Upstate researchers have found a way to predict the likelihood of getting sick after visiting a particular restaurant. The system is called nEmesis and it monitors the tweets from restaurant patrons and detects likely cases of foodborne illness in close to real-time.

Many people tweet on devices that are GPS enabled, and nEmesis uses this to figure out which, of thousands of known restaurant locations, they ate at.

It then continues to track a person’s tweets for 72 hours after a restaurant visit, to detect whether or not they’ve become ill.

Researcher Vincent Silenzio, a member of the University of Rochester team to develop the nEmisis system, says it could help to address a major public health issue affecting millions of people every year.

““Food poisoning and food borne illness in and of itself is a huge, huge public health conundrum and in the US alone it’s responsible for almost $80 billion worth of economic costs per year, so it’s not a small problem by any stretch of the imagination,” Silenzio says.

“Literally millions of people experience food borne illness every year in the US. More than 100,000, well more than 100,000 are hospitalized and 3,000 die. So this is not a small issue by any stretch.”

Silenzio acknowledges that the system is not perfect - not everyone tweets and when they do it’s not always about their health.

But, he says the strength of the system lies in the large amount of data it can access.

“What’s nice about large amounts of data is that you can point back towards a potential problem spot and then correlate with other people who have passed through that problem spot.”

An individual case could be unrelated to a restaurant visit, but when multiple people have a similar experience, the numbers are revealing according to Silenzio.

The app is not currently available to the public, but Silenzio says they’re working on refining it for general release in the not-too-distant future.

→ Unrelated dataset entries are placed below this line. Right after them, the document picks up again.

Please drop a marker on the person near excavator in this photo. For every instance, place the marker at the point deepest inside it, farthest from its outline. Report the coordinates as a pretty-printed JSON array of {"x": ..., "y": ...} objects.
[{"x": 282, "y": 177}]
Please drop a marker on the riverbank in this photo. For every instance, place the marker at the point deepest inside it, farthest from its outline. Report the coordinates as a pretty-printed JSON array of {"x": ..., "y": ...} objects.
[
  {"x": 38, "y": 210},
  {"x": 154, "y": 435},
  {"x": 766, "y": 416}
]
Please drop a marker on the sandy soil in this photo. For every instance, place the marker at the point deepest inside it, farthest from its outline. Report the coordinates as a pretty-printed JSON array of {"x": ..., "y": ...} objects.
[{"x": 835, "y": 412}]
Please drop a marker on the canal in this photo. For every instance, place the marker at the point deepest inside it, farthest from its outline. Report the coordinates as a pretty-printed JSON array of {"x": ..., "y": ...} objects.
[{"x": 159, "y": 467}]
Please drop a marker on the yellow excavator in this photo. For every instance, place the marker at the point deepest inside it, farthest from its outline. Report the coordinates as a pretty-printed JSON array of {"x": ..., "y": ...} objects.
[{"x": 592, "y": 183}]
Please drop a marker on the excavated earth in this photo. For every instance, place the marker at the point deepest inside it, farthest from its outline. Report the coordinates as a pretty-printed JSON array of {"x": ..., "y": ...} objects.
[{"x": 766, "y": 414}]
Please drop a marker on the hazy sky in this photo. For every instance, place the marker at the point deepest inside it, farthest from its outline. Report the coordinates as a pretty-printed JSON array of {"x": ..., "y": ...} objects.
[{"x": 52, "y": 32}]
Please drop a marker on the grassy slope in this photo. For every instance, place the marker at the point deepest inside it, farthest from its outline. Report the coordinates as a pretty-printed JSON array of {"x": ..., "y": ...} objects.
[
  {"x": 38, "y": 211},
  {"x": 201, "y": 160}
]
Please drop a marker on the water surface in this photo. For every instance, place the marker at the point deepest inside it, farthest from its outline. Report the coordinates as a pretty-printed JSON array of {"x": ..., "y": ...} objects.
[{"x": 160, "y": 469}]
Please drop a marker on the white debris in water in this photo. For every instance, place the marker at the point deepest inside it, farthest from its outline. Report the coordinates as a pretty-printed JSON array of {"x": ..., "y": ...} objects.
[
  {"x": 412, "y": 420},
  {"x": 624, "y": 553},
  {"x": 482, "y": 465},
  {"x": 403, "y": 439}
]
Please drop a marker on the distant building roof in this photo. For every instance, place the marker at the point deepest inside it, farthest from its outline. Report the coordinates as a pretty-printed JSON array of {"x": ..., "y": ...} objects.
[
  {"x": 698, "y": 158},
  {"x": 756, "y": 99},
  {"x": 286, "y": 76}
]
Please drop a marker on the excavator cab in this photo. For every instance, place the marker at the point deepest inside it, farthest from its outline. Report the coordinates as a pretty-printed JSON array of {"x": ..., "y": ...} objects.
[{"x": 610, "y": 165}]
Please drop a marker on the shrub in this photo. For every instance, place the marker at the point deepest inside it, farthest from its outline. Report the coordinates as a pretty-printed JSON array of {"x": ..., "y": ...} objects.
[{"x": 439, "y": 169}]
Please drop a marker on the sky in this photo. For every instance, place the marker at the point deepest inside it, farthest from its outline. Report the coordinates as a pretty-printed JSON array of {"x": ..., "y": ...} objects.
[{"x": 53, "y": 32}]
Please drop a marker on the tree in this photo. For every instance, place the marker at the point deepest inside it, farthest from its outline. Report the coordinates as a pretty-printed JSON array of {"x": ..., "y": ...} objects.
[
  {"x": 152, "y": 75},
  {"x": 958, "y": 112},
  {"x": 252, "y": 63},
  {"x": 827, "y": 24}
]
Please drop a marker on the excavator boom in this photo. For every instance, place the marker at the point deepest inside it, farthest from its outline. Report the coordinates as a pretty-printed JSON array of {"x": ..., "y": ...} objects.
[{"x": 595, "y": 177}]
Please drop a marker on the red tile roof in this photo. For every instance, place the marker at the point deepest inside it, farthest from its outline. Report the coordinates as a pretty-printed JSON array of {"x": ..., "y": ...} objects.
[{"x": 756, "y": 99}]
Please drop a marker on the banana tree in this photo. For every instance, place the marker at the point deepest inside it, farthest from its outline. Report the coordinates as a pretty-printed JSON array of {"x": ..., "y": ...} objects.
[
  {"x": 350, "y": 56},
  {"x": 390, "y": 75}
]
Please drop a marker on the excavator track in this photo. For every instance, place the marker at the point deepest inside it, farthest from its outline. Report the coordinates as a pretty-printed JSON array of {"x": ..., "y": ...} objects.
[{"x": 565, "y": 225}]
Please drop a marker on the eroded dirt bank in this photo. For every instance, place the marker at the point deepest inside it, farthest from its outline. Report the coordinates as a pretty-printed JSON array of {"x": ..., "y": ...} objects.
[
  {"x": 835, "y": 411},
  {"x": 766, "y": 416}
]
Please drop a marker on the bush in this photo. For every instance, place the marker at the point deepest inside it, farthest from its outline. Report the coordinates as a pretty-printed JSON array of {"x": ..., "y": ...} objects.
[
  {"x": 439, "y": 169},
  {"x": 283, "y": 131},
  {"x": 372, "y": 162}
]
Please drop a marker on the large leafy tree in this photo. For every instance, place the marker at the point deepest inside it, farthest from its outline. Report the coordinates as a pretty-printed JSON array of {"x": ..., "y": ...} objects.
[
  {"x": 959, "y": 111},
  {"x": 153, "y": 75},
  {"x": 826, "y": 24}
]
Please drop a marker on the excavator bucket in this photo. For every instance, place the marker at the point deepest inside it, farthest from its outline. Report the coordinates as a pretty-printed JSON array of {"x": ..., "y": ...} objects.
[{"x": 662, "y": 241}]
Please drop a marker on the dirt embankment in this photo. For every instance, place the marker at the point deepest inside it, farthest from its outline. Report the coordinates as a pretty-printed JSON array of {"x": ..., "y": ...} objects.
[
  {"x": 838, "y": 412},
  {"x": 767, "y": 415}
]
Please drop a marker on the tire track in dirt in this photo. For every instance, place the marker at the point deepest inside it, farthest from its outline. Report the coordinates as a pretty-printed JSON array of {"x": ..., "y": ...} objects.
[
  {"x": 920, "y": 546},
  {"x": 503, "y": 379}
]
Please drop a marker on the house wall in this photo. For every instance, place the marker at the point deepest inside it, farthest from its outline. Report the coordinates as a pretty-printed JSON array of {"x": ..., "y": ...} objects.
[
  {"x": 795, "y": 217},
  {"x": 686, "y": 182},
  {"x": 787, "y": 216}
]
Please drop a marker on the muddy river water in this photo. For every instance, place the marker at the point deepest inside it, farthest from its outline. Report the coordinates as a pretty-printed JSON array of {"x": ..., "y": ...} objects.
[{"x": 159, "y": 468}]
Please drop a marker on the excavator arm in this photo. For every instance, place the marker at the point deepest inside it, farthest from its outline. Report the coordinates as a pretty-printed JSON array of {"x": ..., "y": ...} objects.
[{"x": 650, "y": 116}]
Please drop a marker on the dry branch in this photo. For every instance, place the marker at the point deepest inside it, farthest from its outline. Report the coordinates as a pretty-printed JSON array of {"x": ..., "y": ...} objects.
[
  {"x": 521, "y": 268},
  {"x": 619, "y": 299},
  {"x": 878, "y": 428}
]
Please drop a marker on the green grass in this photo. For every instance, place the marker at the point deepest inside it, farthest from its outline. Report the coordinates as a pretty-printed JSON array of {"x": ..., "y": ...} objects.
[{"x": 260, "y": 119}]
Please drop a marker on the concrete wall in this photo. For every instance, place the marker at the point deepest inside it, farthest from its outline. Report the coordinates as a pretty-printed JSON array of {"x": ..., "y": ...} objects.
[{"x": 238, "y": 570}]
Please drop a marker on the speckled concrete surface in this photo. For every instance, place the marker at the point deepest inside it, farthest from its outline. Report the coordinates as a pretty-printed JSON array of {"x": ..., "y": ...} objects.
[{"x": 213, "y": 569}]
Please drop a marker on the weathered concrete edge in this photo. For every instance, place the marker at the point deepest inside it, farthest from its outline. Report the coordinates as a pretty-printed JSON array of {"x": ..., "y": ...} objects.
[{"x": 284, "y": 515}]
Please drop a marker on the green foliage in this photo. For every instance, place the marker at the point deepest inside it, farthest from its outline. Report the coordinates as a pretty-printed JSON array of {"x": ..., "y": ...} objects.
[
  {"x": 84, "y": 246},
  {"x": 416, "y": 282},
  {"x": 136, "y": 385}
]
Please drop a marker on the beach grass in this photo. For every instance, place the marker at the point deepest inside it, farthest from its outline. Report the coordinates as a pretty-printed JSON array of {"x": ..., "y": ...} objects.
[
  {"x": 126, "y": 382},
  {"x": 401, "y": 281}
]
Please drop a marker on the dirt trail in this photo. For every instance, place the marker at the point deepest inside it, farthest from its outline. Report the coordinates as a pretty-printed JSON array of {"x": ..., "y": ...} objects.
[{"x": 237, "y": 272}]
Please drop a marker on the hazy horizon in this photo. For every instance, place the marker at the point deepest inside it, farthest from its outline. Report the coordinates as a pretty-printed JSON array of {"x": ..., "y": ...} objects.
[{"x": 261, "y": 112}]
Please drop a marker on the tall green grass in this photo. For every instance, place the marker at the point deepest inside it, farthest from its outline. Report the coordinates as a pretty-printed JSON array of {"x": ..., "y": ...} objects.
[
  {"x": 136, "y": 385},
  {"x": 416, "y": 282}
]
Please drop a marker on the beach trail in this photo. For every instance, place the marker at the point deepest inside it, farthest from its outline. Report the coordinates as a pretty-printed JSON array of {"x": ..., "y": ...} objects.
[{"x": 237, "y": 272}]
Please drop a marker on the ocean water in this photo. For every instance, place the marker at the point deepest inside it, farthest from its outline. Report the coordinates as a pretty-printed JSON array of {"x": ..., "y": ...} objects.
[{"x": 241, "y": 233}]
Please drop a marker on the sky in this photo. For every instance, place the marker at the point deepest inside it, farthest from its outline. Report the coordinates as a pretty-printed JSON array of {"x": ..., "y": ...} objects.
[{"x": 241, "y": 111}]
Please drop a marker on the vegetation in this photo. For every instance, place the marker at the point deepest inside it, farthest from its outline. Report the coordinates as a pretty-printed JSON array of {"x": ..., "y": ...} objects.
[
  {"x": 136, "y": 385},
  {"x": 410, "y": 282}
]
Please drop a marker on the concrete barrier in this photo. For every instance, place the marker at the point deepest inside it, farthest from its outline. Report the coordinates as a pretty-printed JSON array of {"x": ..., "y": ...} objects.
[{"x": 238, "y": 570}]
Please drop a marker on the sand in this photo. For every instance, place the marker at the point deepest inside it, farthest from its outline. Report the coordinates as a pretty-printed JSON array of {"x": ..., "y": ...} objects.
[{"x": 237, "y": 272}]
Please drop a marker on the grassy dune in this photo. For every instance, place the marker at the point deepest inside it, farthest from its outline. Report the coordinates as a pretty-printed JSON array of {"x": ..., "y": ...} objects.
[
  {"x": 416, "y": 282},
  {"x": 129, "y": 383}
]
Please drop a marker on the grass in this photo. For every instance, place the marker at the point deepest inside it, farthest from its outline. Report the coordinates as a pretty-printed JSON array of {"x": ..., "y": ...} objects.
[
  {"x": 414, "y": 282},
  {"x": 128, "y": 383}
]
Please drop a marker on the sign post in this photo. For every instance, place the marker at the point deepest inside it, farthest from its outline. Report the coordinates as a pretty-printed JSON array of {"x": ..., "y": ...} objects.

He says the system has the potential to help the public make more informed choices. In addition Silenzio says it could be used by restaurant owners for self-monitored quality control, as well as to aid in traditional public health inspections.

“The biggest value I think is in helping to direct resources in a smart way. If you happen to be in the public health sector and you have the responsibility for doing this kind of monitoring, being able to look at the places that are more problematic today rather than using those resources to look at places that are less of a concern.”